A Lever cap screw is also included in Bailey® Plane Screws/Nuts Kit, Code: 1-12-702.
Cap iron screw for the Bailey planes
Cap iron screw clamps the cap iron/chipbreaker to the blade/cutting iron. Cap iron screw is 5/16″- 18Tpi BSW. This is the most common thread type used in Bailey planes. Tap and dies are easily available.
The Stanley part number for the cap iron screw is: 33009
Cap iron screw is also included in Bailey® Plane Screws/Nuts Kit, Code: 1-12-702, and has been spotted on eBay.
Tote and knob/handle screws and bolts for Bailey planes
Tote and knob are secured with the screw/bolt and brass nut, in the bigger planes the tote is also secured with small toe screw. The threading choice of tote and knob screws is non-standard if compared to modern machine screws. In Stanley literature, the size is US No.12-20. Record, on the other hand, uses 7/32″-20tpi Whitworth Form for tote and knob bolts and nuts. The actual difference between the two is really small, the difference of thickness between #12-20tpi and 7/32”-20tpi is only 0,002”, and both use the same 20tpi pitch so the screws are interchangeable between brands.
The Stanley part number for the Knob and Tote screws are:
Handle/tote toe Screw: 12-005-14_03-G-03
Handle/tote screw/bolt: 12-005-14_10-H-14
Knob and handle nuts, brass: 12-005L-21_35-A-06
All screws and nuts are also included in Bailey® Plane Screws/Nuts Kit, Code: 1-12-702. and can sometimes found on eBay.
If you are making a new tote or knob you need also a 7/16” Forstner bit for countersinking the brass nuts. The exact outer diameter of brass nuts is 29/64” but I haven’t found any Forstner bits of that size. Brad point bits are however widely available with the original size.
Brass adjusting nut & screw/bolt
The purpose of brass adjusting nut is to adjust the cutting depth by advancing and retracting the blade/cap iron combo. The brass adjusting nut and its screw/bolt are threaded with Left hand 9/32″-24Tpi American unified form thread.

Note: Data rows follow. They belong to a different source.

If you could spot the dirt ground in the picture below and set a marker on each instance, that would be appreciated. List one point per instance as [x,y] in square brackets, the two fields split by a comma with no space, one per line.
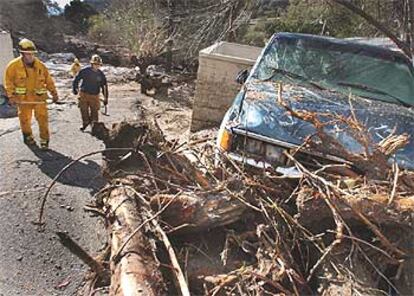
[33,262]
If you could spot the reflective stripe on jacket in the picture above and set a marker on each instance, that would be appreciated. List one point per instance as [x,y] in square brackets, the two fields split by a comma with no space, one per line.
[23,83]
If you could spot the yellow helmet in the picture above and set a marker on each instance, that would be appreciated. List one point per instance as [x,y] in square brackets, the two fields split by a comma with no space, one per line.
[95,59]
[27,46]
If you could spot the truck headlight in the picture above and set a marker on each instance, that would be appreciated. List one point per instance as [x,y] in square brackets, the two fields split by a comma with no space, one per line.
[224,139]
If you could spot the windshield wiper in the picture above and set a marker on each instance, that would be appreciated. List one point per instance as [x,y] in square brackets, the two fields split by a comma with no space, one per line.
[292,76]
[372,90]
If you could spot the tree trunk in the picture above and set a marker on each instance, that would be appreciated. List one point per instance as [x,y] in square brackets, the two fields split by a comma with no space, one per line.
[197,212]
[136,272]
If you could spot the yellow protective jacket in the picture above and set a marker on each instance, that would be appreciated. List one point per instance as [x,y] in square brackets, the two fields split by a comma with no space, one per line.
[28,84]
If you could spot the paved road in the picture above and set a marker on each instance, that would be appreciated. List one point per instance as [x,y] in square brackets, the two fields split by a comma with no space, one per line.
[34,263]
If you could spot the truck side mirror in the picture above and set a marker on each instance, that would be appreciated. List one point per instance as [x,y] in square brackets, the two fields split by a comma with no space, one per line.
[242,76]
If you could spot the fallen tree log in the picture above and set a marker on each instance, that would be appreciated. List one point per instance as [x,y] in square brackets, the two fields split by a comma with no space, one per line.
[136,272]
[195,212]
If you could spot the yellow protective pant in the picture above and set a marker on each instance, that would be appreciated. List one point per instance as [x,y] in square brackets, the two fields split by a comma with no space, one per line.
[25,116]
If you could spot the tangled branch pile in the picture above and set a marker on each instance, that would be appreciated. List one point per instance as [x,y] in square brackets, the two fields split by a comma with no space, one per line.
[179,224]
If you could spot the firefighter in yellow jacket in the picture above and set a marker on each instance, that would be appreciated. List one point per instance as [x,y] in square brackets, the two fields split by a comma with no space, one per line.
[27,81]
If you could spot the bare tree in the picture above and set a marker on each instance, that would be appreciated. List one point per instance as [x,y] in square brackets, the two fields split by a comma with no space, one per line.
[403,12]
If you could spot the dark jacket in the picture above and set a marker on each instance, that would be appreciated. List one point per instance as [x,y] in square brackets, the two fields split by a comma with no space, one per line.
[92,81]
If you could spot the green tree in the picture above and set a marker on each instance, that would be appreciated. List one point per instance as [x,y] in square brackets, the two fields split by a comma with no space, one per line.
[78,13]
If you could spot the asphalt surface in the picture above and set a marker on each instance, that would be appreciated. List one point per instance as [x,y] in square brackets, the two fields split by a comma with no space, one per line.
[33,262]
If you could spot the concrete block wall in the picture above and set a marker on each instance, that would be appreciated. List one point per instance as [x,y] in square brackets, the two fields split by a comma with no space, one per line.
[6,52]
[216,86]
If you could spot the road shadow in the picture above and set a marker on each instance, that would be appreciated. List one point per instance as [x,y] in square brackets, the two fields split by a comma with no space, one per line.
[85,173]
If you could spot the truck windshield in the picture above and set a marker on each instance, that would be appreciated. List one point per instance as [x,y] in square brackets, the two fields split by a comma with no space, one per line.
[364,70]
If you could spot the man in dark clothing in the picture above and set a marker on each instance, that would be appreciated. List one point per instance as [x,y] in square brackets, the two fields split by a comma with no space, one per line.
[93,80]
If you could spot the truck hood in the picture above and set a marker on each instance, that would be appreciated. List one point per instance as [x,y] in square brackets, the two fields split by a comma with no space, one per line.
[261,114]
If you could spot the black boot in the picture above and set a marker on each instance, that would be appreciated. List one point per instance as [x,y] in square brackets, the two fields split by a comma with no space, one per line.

The Stanley part number for brass adjusting nut/screw is: 12-005-8_3-I-03
It is also included in Bailey® Plane Screws/Nuts Kit, Code: 1-12-702
Frog Screws for Bailey planes
There are two frog screws on a Bailey pattern plane. Their purpose is to lock the frog down to the body of the plane. In Stanley planes, the screws are with #12-20 threads whereas the Record specifies its screws as 7/32”-20tpi Whitworth. Both types work and are interchangeable, the difference between #12-20 and 7/32”-20 is mere 0,002″
The Stanley part number for Frog Screws is 12-005-9_38-I-03. It is also included in Bailey® Plane Screws/Nuts Kit, Code: 1-12-702
What is the right tightness of the frog screws?

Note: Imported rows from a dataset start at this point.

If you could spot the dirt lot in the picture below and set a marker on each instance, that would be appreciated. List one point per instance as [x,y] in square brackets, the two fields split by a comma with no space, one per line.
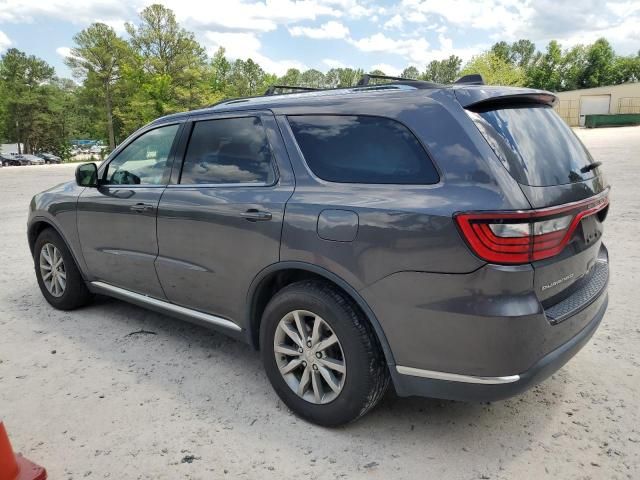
[84,398]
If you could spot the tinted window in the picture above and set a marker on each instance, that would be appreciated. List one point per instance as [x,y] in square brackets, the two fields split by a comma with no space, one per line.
[358,149]
[535,144]
[231,150]
[144,160]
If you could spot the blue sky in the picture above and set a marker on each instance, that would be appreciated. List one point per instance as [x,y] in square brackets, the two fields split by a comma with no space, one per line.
[386,34]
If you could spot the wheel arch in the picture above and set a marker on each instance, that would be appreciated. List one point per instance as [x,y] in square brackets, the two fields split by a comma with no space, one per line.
[38,225]
[276,276]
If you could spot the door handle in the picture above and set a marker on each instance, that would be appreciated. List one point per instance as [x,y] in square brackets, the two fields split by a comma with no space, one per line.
[141,207]
[254,215]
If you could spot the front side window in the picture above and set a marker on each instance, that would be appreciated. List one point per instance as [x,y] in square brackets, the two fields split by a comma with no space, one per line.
[229,150]
[362,149]
[143,161]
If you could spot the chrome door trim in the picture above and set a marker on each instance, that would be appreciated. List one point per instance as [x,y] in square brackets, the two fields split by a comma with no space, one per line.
[170,308]
[456,377]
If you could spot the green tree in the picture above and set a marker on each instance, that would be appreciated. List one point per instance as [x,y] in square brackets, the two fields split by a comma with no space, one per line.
[626,69]
[495,70]
[443,71]
[24,82]
[220,68]
[98,58]
[522,53]
[174,63]
[291,78]
[410,72]
[545,73]
[312,78]
[599,68]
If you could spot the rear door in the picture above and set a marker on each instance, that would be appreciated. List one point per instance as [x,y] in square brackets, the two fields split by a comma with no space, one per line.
[219,222]
[117,220]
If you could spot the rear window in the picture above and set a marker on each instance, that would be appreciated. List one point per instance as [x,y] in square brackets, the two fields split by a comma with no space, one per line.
[362,149]
[535,145]
[230,150]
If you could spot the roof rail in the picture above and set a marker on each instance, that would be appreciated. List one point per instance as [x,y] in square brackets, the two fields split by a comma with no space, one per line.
[366,80]
[472,79]
[274,89]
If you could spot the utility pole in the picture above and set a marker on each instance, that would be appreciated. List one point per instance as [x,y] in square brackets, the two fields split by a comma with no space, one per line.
[18,135]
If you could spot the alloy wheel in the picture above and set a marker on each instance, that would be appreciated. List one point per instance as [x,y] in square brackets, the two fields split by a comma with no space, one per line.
[52,270]
[309,356]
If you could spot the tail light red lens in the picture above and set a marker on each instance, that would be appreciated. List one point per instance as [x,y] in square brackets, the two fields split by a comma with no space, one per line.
[527,235]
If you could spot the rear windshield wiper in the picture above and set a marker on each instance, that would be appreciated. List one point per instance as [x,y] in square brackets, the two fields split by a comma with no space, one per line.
[591,166]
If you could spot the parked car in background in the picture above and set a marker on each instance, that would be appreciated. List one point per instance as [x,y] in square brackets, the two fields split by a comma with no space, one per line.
[28,159]
[97,149]
[49,157]
[11,159]
[445,238]
[5,159]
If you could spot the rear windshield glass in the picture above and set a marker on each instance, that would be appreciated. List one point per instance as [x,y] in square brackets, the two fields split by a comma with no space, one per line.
[535,145]
[362,149]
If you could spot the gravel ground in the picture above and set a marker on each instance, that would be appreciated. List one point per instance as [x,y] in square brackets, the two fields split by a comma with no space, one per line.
[84,397]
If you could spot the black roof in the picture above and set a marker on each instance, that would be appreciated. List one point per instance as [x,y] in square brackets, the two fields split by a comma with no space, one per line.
[469,90]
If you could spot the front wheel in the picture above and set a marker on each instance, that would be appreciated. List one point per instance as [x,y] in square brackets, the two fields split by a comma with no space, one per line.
[58,276]
[321,355]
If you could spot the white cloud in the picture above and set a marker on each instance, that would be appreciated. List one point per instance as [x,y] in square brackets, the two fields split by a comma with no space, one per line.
[63,51]
[5,42]
[416,50]
[330,30]
[387,69]
[243,15]
[28,11]
[394,22]
[247,45]
[413,49]
[331,63]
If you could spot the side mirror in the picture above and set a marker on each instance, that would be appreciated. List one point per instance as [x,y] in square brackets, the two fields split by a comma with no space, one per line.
[87,175]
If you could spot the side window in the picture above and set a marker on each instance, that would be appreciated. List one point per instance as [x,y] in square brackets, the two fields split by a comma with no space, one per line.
[144,160]
[362,149]
[230,150]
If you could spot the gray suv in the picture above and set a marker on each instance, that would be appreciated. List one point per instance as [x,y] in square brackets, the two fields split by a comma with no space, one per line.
[446,239]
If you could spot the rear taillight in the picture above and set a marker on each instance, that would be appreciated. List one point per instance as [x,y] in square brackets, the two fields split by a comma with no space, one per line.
[526,235]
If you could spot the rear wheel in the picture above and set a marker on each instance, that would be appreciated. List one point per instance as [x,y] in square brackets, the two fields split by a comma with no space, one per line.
[58,276]
[321,355]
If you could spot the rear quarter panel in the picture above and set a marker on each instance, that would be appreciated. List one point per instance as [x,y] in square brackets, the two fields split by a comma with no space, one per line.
[401,227]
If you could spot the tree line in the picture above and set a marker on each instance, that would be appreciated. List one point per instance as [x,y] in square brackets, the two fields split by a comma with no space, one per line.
[122,84]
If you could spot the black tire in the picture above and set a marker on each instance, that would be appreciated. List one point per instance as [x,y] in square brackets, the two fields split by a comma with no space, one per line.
[75,293]
[367,376]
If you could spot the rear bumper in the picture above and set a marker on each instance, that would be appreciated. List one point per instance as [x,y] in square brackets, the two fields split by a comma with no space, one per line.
[484,335]
[416,382]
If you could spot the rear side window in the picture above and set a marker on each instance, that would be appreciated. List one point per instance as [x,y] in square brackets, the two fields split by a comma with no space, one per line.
[229,150]
[535,145]
[362,149]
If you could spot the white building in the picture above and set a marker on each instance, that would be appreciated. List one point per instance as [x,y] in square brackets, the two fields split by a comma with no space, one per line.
[575,104]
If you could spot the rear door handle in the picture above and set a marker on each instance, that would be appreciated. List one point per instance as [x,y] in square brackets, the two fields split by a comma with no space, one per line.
[141,207]
[254,215]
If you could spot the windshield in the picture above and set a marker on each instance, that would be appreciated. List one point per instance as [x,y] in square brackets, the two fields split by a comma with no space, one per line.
[535,145]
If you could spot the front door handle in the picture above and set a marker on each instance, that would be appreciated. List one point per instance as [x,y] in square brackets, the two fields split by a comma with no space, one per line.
[254,215]
[141,207]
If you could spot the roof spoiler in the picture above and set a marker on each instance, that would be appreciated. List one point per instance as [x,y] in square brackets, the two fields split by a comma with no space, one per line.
[472,79]
[501,97]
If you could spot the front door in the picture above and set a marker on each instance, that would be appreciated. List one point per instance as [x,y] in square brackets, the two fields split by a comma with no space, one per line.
[220,224]
[117,220]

Paul Sellers advice to adjust them tight/loose enough so you could still adjust the frog placement by turning the adjustment screw. This is really handy because you could adjust the mouth size without removing the blade assembly. The right tightness for this can only be found by experimenting.
Read Paul’s article about frog adjustment here
Frog adjusting screws for Bailey planes
Frog adjusting screw is the most commonly missing part of all vintage planes alongside the frog adjusting plate/clip and screw. With the well-functioning plane you rarely need to adjust it and if it becomes loose it can disappear quite easily because its absence doesn’t affect the planing performance in any way.
The frog adjusting screw is threaded after 1/4″-24Tpi American/unified thread.
The Stanley part number for frog adjusting screw is 12-004L-17_03-G-04. It is also included in Bailey® Plane Screws/Nuts Kit, Code: 1-12-702
Frog adjusting plate/clip and screw
Frog adjusting plate/clip and its mounting screw is an important part that allows fine adjustment of the mouth size by transferring the movement of the adjuster screw to the frog. The plate and its mounting screw are lost in many vintage planes. The screw is standard size 7/32″-24Tpi Whitworth form screw.
Stanley part numbers for Frog Adjusting Screw is 12-005-18_03-G-04 and for Frog adjusting plate/clip 12-005-19_10-F-09
Plate/clip can be easily made from 2,5mm / 3/32” flat metal stock by carefully drilling and filing.